Чуяло сердце старика, чуяло, что дела внука на любовном фронте обстоят не лучшим образом. Конечно, как же так, сколько уж вместе с этой Раинькой, а она ни разу ни к себе не пригласила, ни сама не появилась. Почему внук навещает больного деда один, без нее? Что за отношение к любимому человеку? Что за отношение к его родителям? Вопросов много, ответ один... И ответ этот стал ясен ему по сути дела до Сашиного признания. Игрушкой был он в ее руках, красивой, новой, привлекательной. Но вот натешилась и бросила.
— А как футбол?
— Оставил.
— Учеба?
— Без стипендии.
Киям-абы опустил голову на подушку, смежил веки. Ему опять стало плохо. Как ушел Саша, он не заметил.
Заходил к Кияму-абы никогда ни к кому не заходивший Николай Сергеевич. Ученый сидел у постели больного и сокрушался по поводу неопределенности диагноза.
— Что же это за неопознанная болезнь такая? А врачи что? Почему на серьезное обследование в стационар не положат?
— Лучше дома умереть, — отвечал Киям-абы.
Николай Сергеевич всплескивал руками, втягивал голову в плечи:
— О-ё-ёй, какие настроения! Нельзя так, нельзя! У нас с вами, Киям Ахметович, еще на земле дел непочатый край. А смерть... Смерть — это самая большая несправедливость. И потворствовать ей нам не к лицу. Как самочувствие сейчас?
Когда был здоров и в отличном расположении духа, на подобные вопросы (как жизнь? Как дела?) Киям-абы обыкновенно отвечал: «Ужасно...» И добавлял: «...хорошо!» Или: «Сил нет терпеть... это счастье!»
Но в марте шестьдесят второго года ему было не до шуток.
— Плохо, плохо, — отвечал он Николаю Сергеевичу. — Беспрестанно мутит, кушать ничего не могу, аппетит пропал совсем.

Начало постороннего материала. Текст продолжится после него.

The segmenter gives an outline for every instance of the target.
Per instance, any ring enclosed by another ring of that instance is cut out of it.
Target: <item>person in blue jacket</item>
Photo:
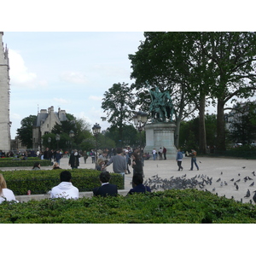
[[[177,156],[176,156],[176,161],[177,161],[177,166],[178,166],[177,171],[180,171],[180,169],[182,169],[182,171],[183,170],[183,167],[182,166],[183,158],[183,154],[180,151],[180,148],[178,148],[177,153]]]

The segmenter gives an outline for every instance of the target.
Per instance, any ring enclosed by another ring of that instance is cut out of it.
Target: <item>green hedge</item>
[[[196,189],[0,205],[0,223],[254,224],[254,205]]]
[[[35,162],[39,162],[41,166],[51,166],[50,160],[31,160],[28,158],[26,160],[20,160],[19,158],[15,158],[13,160],[9,159],[1,159],[0,167],[25,167],[25,166],[33,166]]]
[[[32,195],[46,194],[51,188],[60,183],[60,173],[64,169],[40,171],[8,171],[0,172],[6,180],[7,186],[15,195],[26,195],[31,190]],[[100,172],[88,169],[67,170],[72,175],[72,183],[80,192],[91,191],[100,186]],[[124,189],[124,178],[121,175],[111,173],[111,183]]]

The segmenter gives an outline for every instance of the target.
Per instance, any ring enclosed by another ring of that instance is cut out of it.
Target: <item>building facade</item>
[[[54,111],[54,107],[46,109],[41,109],[38,113],[36,122],[32,128],[32,148],[41,148],[41,137],[43,135],[50,133],[56,124],[61,125],[61,121],[66,121],[66,111],[58,108],[58,112]]]
[[[7,47],[3,47],[3,32],[0,32],[0,149],[10,150],[9,64]]]

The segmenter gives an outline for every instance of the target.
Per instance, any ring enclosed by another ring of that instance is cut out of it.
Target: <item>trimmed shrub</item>
[[[60,173],[64,169],[57,170],[26,170],[0,172],[6,180],[7,186],[15,195],[26,195],[31,190],[32,195],[46,194],[53,187],[60,183]],[[91,191],[101,185],[100,172],[88,169],[67,170],[72,175],[72,183],[80,192]],[[116,184],[119,189],[124,189],[124,178],[121,175],[110,173],[110,183]]]
[[[256,207],[196,189],[129,196],[3,202],[0,223],[253,224]]]

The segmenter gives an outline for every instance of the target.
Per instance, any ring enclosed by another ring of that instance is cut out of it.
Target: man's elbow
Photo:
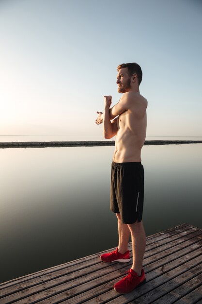
[[[112,137],[113,136],[111,135],[109,135],[109,134],[107,134],[107,133],[104,133],[104,137],[106,139],[110,139],[110,138],[111,138],[111,137]]]

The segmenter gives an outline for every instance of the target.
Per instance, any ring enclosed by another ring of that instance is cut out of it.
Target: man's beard
[[[118,87],[118,92],[119,93],[125,93],[128,91],[128,89],[131,88],[130,85],[130,79],[127,80],[125,84],[121,84],[120,86]]]

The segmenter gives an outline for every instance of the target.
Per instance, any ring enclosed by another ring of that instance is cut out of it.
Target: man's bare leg
[[[119,213],[116,213],[118,219],[118,230],[119,232],[119,246],[118,251],[124,253],[128,250],[128,244],[130,231],[127,224],[123,224]]]
[[[142,221],[128,224],[131,233],[133,263],[131,267],[138,275],[140,275],[146,247],[146,236]]]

— Лимончик поешьте, я тут принес килограммчик.
— Рахмат, спасибо, не помогает. — И вдруг: — Я прочитал ваш «Эликсир молодости». Страшно долгожителем жить, страшно, не дай бох-х!

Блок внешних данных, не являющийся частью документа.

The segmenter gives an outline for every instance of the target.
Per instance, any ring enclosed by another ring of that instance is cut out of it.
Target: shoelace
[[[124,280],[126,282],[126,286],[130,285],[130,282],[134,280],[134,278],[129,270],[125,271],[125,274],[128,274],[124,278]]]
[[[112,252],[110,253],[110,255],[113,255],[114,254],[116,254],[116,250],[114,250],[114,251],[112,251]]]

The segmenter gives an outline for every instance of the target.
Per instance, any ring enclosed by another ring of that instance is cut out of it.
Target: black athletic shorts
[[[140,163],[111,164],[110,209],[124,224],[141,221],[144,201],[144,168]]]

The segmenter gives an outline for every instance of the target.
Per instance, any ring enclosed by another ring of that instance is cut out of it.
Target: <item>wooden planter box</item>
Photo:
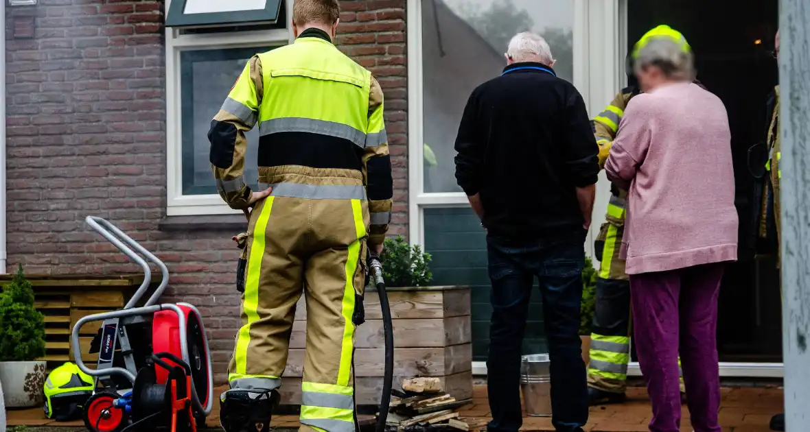
[[[389,288],[394,319],[394,388],[412,376],[435,376],[458,400],[472,397],[472,336],[468,286]],[[365,294],[365,323],[357,328],[355,394],[357,404],[379,403],[385,337],[379,297]],[[306,347],[306,307],[296,307],[290,354],[281,388],[283,404],[301,404]]]
[[[7,284],[13,275],[0,275],[0,284]],[[79,320],[124,307],[143,282],[143,276],[49,276],[26,274],[34,290],[34,307],[45,315],[47,370],[73,361],[70,330]],[[159,277],[160,278],[160,277]],[[158,281],[159,282],[159,281]],[[157,282],[154,282],[157,283]],[[90,323],[80,330],[82,360],[95,367],[98,354],[87,354],[90,342],[101,325]]]

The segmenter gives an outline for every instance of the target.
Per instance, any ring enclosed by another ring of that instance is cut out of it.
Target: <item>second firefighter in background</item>
[[[338,0],[296,0],[294,44],[253,57],[208,133],[220,194],[249,212],[242,327],[220,397],[226,432],[266,432],[296,303],[306,297],[301,430],[355,430],[355,328],[366,242],[382,252],[393,197],[383,97],[332,40]],[[261,193],[245,184],[258,124]]]
[[[654,31],[683,37],[667,26]],[[619,130],[627,104],[641,91],[633,74],[632,57],[627,57],[629,86],[613,99],[593,121],[594,134],[599,146],[599,167],[604,168],[611,145]],[[630,362],[630,281],[625,273],[625,260],[619,257],[625,232],[627,191],[611,184],[607,222],[599,228],[596,256],[600,260],[596,279],[595,311],[590,335],[590,362],[588,366],[588,397],[590,404],[620,402],[627,390],[627,367]],[[680,360],[678,360],[680,365]],[[680,379],[681,400],[685,398]]]

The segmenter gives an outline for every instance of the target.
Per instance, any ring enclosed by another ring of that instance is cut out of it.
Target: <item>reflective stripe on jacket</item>
[[[305,198],[368,199],[369,241],[382,243],[390,222],[393,180],[382,91],[369,71],[338,50],[325,32],[313,29],[294,44],[248,61],[208,133],[217,189],[234,209],[245,208],[250,197],[242,177],[245,133],[257,123],[260,184],[270,185],[268,168],[273,167],[360,172],[363,191],[322,187],[281,192],[301,192]],[[345,191],[352,196],[335,195]]]

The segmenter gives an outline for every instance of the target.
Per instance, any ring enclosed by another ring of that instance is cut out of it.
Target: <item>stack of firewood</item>
[[[437,430],[479,430],[480,421],[463,417],[458,409],[471,400],[456,400],[441,388],[437,378],[413,378],[403,382],[403,392],[391,392],[386,425],[391,430],[408,432]]]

— Дело в том, что надо всем долго жить, тогда не будет страшно.
Мы с Шаихом наведывали Кияма-абы часто. И приходили к нему не за тем, чтобы поскорее сбежать. Однажды солнечным мартовским днем после урока географии сидели у него особенно долго. Починили ему его «Балтику», послушали концерт по заявкам радиослушателей. Розы Киямовны дома не было, ушла в аптеку и по магазинам, за хозяйку осталась Юлька.

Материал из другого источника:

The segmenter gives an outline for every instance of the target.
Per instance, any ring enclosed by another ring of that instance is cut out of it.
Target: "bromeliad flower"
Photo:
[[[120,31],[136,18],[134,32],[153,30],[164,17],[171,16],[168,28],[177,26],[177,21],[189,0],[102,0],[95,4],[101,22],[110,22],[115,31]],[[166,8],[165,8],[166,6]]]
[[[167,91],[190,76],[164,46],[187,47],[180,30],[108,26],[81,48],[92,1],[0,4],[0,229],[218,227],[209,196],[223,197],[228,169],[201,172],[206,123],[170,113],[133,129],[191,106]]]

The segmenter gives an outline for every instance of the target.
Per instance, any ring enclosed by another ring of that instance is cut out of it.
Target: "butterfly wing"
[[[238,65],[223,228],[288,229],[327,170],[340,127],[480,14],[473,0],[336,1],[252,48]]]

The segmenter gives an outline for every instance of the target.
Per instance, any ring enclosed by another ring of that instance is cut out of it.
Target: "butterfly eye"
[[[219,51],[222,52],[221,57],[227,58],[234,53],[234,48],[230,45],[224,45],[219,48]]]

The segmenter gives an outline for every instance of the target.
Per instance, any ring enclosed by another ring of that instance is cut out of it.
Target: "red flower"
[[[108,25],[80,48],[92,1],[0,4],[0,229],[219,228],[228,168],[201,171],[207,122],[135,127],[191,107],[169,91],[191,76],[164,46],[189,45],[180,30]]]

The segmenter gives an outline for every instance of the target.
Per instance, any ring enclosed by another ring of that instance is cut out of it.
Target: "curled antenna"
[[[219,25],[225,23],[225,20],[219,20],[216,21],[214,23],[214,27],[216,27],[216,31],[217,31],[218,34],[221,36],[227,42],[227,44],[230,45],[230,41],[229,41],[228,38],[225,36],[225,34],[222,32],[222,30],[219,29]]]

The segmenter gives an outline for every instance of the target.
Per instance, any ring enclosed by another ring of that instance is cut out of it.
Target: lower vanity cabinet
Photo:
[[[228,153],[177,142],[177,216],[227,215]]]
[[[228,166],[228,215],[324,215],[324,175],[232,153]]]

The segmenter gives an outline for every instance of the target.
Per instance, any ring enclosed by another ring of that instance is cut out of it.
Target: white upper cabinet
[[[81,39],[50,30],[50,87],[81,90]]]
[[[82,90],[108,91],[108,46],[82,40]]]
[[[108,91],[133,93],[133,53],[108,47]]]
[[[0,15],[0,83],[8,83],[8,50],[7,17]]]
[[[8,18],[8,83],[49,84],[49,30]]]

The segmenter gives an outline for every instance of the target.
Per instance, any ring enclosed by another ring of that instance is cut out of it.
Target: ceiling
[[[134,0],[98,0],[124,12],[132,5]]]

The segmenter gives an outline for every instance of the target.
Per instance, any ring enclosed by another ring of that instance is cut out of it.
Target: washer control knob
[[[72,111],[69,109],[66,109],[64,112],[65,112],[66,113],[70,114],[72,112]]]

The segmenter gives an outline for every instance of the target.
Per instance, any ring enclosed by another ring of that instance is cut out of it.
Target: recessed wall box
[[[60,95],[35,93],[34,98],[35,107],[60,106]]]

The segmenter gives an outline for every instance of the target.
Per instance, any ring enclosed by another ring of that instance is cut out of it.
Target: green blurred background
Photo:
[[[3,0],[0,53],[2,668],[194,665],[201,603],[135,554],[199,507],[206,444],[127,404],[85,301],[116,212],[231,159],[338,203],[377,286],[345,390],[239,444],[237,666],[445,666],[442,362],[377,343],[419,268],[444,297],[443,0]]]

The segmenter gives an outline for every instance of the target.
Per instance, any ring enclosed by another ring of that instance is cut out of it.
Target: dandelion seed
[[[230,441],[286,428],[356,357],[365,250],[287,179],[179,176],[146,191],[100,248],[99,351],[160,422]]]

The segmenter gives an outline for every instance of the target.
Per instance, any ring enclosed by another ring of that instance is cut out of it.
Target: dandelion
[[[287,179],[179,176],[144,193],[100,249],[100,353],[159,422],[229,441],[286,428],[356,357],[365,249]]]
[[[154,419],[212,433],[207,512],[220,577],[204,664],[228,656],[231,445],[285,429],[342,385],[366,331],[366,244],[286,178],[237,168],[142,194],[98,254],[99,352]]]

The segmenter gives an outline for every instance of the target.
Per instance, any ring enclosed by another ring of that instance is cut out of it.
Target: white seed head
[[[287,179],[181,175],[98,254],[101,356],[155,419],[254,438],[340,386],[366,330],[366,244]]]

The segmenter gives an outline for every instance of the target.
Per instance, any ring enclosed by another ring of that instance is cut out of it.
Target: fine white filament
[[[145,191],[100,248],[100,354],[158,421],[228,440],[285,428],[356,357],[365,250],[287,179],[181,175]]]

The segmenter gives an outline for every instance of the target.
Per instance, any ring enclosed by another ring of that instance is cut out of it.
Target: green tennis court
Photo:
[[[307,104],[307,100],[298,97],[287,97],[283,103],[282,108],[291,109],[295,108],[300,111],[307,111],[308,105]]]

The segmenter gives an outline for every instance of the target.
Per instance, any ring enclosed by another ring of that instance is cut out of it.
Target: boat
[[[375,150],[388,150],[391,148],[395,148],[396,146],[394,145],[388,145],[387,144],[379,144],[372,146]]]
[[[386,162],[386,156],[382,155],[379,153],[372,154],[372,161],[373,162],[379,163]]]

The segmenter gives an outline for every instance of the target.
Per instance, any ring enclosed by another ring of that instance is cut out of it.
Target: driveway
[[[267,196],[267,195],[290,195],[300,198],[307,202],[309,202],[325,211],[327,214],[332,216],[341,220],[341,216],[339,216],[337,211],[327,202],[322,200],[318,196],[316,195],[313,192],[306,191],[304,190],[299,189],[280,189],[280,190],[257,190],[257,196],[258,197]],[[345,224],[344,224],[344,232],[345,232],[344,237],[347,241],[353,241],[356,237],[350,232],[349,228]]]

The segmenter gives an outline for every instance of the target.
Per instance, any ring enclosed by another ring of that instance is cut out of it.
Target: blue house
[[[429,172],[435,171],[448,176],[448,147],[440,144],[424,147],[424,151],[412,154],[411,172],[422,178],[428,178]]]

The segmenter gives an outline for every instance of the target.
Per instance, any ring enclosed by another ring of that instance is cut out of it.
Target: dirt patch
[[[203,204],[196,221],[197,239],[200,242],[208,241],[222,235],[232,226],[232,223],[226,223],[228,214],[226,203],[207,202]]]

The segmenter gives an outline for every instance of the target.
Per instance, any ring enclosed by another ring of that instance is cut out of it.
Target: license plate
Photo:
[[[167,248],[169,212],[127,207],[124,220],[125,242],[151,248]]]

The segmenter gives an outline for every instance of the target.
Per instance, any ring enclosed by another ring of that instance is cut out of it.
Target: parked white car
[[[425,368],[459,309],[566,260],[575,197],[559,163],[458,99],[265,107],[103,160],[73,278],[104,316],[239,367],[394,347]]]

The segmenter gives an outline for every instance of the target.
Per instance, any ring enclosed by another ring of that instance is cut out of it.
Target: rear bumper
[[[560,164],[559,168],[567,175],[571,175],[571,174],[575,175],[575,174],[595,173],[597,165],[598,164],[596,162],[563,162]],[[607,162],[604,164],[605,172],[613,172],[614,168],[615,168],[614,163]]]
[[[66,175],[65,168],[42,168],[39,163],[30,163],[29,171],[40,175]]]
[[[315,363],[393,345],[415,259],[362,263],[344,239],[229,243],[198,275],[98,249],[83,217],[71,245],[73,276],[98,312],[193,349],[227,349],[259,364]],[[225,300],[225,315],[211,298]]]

Больной чувствовал себя «ужасно хорошо», смог даже с постели на стул перебраться. В полосатой (по моде тех лет) пижаме, под свалявшимся, седым от корней (давно не красился) снопом волос, он походил на кого угодно, но только не на артиста оригинального жанра, только не на художника и уж ни в коей мере — на бойца кавалерийского корпуса Доватора. Но на внешность его мы — демонстративно никакого внимания. Шаих у приемника (починил, а оторваться-таки не может, что-то подвинчивает, подкручивает). Я у Юльки замом по хозчасти. Основная наша задача: между прочим, между зримым делом потихоньку, исподволь насыщать атмосферу дома жизнестойким духом, отвлекать больного от пасмурных мыслей.